QUEBEC CITY, Feb. 14 (UPI) -- Quebec plans to partner with private sector interests in an oil exploration program on Anticosti Island in the Canadian province.

"These agreements with private sector partners will create sustainable wealth and quality jobs if the presence of oil is confirmed," Premier Pauline Marois stated in a news release Thursday announcing two agreements.


The first is a $100 million drilling program with Petrolia Inc., based in Quebec, and Nova Scotia's Corridor Resources, as well as France's Maurel & Prom, in which the province, through its government agency Resources Quebec, would invest $70 million in return for a 35 percent stake.

Under the second preliminary agreement, with Junex, based in Quebec, the province "and an operator yet to be determined" would fund an exploration program of $90 million, with the province getting at least 40 percent of the joint venture.

Each of the two exploration programs will be conducted in two phases -- the first to determine the type and quantity of hydrocarbons present, and the second to determine whether the operation is economically viable, the government said.

The first phase of the program is expected to begin this summer.


Quebec, through Resources Quebec could end up investing as much $115 million in the next two years, depending on the results of the drilling, the Montreal Gazette reports.

If the project is successful, the government said, the economic benefits to the province could be as much as $45 billion over 30 years, in the form of royalties, taxes and returns on equity.

"The predominant involvement of the state will also ensure safe development and advantageously position the government to agreements for possible exploitation, ensuring a fair return to Quebecers," said Nicolas Marceau, the province's minister of finance and economy, in the release.
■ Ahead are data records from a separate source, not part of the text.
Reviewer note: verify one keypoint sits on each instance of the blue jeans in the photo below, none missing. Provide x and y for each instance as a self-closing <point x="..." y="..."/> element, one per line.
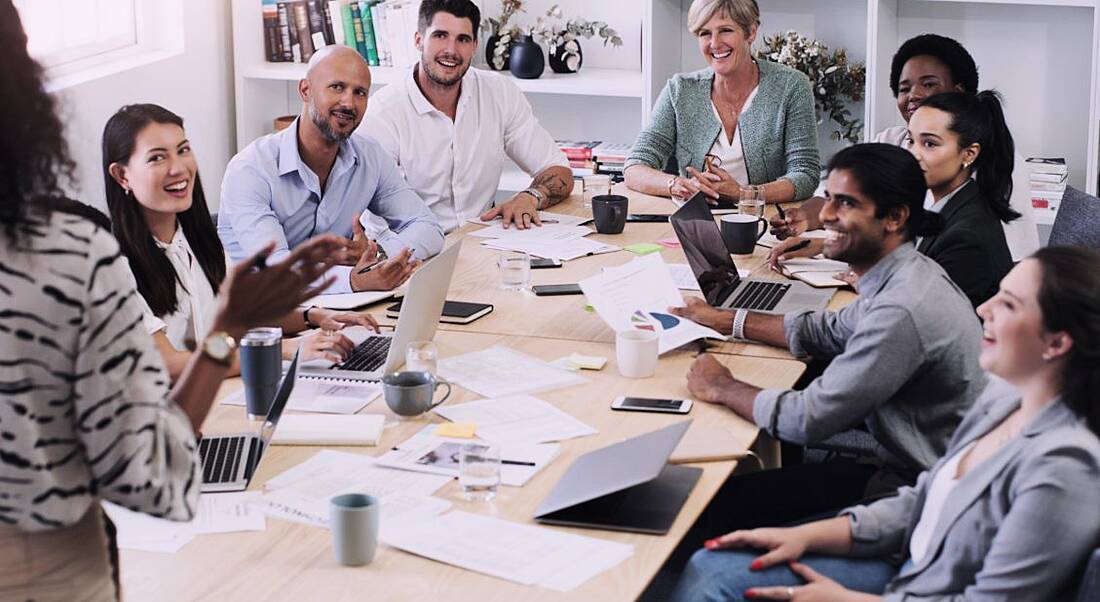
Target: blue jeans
<point x="725" y="575"/>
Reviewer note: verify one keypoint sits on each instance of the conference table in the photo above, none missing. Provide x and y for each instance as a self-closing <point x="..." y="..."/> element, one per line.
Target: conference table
<point x="295" y="561"/>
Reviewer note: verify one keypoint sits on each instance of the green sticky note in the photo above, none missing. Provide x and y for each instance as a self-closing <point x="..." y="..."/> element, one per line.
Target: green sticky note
<point x="642" y="248"/>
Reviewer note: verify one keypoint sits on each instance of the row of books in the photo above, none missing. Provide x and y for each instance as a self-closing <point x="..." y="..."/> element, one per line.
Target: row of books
<point x="1047" y="182"/>
<point x="380" y="30"/>
<point x="593" y="156"/>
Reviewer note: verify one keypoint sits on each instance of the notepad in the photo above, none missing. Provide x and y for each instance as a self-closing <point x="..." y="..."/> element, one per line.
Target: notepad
<point x="305" y="429"/>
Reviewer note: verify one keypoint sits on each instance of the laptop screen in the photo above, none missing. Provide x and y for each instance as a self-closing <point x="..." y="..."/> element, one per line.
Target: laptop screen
<point x="706" y="253"/>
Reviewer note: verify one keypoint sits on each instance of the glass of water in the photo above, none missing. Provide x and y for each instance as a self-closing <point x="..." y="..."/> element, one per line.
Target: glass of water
<point x="751" y="201"/>
<point x="595" y="185"/>
<point x="479" y="471"/>
<point x="515" y="270"/>
<point x="421" y="356"/>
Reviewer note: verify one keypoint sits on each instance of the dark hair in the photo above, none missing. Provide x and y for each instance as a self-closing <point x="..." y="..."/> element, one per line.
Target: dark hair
<point x="1069" y="297"/>
<point x="945" y="50"/>
<point x="149" y="263"/>
<point x="979" y="119"/>
<point x="34" y="157"/>
<point x="891" y="177"/>
<point x="458" y="8"/>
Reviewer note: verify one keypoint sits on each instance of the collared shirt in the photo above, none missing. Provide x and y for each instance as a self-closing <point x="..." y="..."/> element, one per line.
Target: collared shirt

While estimates differ, it has been estimated there are between 30 billion and 50 billion barrels of oil initially-in-place on Anticosti Island, of which perhaps 5 percent could be recoverable, the Financial Post reports. That compares with Alberta's oil sands, in which production averaged 1.9 million barrels of crude per day in 2012.

"Today, Quebec asserts its rights over natural resources owned collectively and must benefit all Quebecers," the premiere said in her announcement. "My government is committed to taking action to promote energy independence for Quebec."

The Canadian Association of Petroleum Producers, based in Calgary, welcomed the announcement.


"Eastern Canada currently imports about 800,000 barrels a day, and Quebec oil production would help offset those current oil imports, create Quebec jobs and generate government revenue," Janet Annesley, spokeswoman for the association, was quoted as saying by the Globe and Mail.